It is becoming clear that maybe one of the habits of ancient Christendom fell by the wayside and that is a source of our problems in the Church.
I am referring to detachment. It is the actual use of the world’s goods without being obsessed or attached to them and only using those goods of the world that are necessary. In our rich, American economy, detachment seems old-fashioned.
When we practice detachment, then we disengage from that which can easily consume us so that we may be more engaged with the things of Christ. For example, it is the act of pursuing financial gain for the purpose of need and to the level of need and not as a sign of success or to be comfortable.
In our country today, financial gain and its trappings are the signs of success. Christ gives us a mandate to evangelize the world and we cannot do that if we are just like everyone else.
Dorothy Day taught that to evangelize the poor you had to be like them, to evangelize the rich, you had to be unlike them. We as leaders of the Church must detach from anything that leads us to be attached to the riches of our culture if that leads us to be an ersatz disciple of Christ.
This does not mean to live as luddites but it does mean that we need to live differently than others.
For example, one of the latest trends in our country today is cord cutting. It is recognizing that if you have cable in your house, you are paying for a host of channels you are not watching. That is a waste. People will boast of having 168 channels but do not watch a vast majority. You are paying for a luxury for you are consuming what you do not need.
There are many services that provide programming that is free — like the simple antenna upgraded for digital television — or streaming a la carte for a minimal price, this allows you to pay for what you watch and not what you do not watch or do not need to watch. It also limits television watching by default.
One of the great issues in our country is consuming pornography. The use of pornography is a form of attachment. It is consuming that which is of the world that deters one from seeking Christ. Many will tell you that every person engages in pornography. That is not true, but if you are a Catholic you have no reason to view porn. Indeed, in light of the current issues in the Church there is an admonition: Not every person who looks at pornography is a rapist, but every rapist looks at pornography.
However, that is one of the many forms of attachment that has no place in a Catholic community.
The question for our times that defines this lack of appreciation for this ancient virtue is: “What do we do with priests engaged in consensual sex?”
Are you kidding me? You must mean a priest who does not seek holiness and who does not understand the need to embrace and seek Christ over all other desires? He does not practice detachment.
If we understood detachment better, we would educate people better on the faith. For example, many believe that certain behaviors are, by default, sinful and others are fine, but Jesus did not say that. He calls us to be transformed in Him that means to see our whole life including priorities change. He calls us to better model Him and love God and neighbor. Therefore, when we teach some people that their behavior is sinful by default and others that their behavior is not, it completely misses the point and causes great damage.

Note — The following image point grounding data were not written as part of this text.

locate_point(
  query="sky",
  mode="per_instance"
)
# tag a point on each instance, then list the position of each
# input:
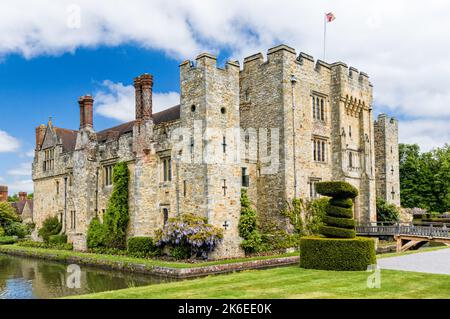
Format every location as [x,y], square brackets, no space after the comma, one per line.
[52,52]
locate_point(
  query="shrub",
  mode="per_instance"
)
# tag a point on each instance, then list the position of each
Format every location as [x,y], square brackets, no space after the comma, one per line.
[17,229]
[190,231]
[248,225]
[337,254]
[57,239]
[181,252]
[336,190]
[7,240]
[51,226]
[339,221]
[95,234]
[116,216]
[337,232]
[141,247]
[387,212]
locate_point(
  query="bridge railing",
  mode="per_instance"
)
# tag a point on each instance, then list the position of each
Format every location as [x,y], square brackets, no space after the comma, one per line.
[392,229]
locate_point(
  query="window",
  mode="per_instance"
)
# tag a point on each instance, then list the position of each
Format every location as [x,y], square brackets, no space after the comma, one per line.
[319,150]
[318,108]
[73,220]
[107,175]
[49,159]
[312,188]
[167,169]
[245,177]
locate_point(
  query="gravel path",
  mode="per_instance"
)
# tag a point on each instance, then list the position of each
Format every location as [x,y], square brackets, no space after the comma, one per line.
[435,262]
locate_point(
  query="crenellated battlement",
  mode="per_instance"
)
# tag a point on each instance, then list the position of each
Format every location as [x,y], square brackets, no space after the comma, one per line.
[208,61]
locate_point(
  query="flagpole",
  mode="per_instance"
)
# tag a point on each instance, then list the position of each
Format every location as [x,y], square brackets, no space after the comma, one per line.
[324,34]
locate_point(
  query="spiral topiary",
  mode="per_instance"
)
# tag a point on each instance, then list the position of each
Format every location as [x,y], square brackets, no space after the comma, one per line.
[339,221]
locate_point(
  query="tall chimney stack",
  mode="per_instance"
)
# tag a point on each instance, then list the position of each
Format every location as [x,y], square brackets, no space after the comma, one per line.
[22,196]
[40,132]
[86,103]
[144,90]
[3,193]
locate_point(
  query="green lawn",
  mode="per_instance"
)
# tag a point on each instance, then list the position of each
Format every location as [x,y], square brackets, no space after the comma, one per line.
[294,282]
[63,255]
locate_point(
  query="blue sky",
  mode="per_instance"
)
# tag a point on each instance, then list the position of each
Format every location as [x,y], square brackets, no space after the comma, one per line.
[53,52]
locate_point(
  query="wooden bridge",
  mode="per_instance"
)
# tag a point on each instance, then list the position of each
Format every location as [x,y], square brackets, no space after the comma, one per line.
[408,236]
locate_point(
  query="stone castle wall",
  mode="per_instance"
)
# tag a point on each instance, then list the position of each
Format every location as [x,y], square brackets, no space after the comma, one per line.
[226,112]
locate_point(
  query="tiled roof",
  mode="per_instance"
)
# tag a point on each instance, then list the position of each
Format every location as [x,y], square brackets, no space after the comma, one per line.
[68,138]
[168,115]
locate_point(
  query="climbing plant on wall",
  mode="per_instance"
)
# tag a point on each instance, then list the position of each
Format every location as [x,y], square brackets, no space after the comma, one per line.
[115,221]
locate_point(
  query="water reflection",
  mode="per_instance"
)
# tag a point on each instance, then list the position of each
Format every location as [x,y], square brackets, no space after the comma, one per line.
[26,278]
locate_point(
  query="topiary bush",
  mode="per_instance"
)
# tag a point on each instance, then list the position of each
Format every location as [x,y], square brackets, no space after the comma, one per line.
[50,226]
[336,253]
[339,221]
[95,234]
[340,250]
[387,212]
[142,247]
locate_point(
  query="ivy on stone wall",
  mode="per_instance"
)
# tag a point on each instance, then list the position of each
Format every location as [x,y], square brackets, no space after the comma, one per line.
[248,226]
[115,220]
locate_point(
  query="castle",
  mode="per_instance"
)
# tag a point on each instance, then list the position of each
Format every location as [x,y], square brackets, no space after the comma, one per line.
[275,126]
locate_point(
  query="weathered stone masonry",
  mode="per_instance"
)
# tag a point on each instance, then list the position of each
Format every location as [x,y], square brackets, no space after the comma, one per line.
[320,115]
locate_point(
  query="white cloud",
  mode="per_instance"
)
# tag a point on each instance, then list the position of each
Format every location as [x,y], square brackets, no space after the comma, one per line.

Am I going to Heaven because I do not sin like you do? No, I plan to enter Heaven because I choose to live my life in service, love and obedience to Him. That means, if I do not sin like you do, but I also do not love as He calls me to do, then I am just as distant from Him as the worst of all sinners, may be even more.
Jesus never says, I will cast you into Hell, when describing those who do not get into Heaven, He says: “I never knew you.” Why? Because I was attached to other things and did not choose to seek and be transformed by Him in the joy of the Gospel which nothing else can provide.
Living as serious Catholics includes understanding and practicing the ancient virtue of detachment which is to seek that which we need and to eliminate from our lives that which we do not need all in the interest of serving Christ more and more every day.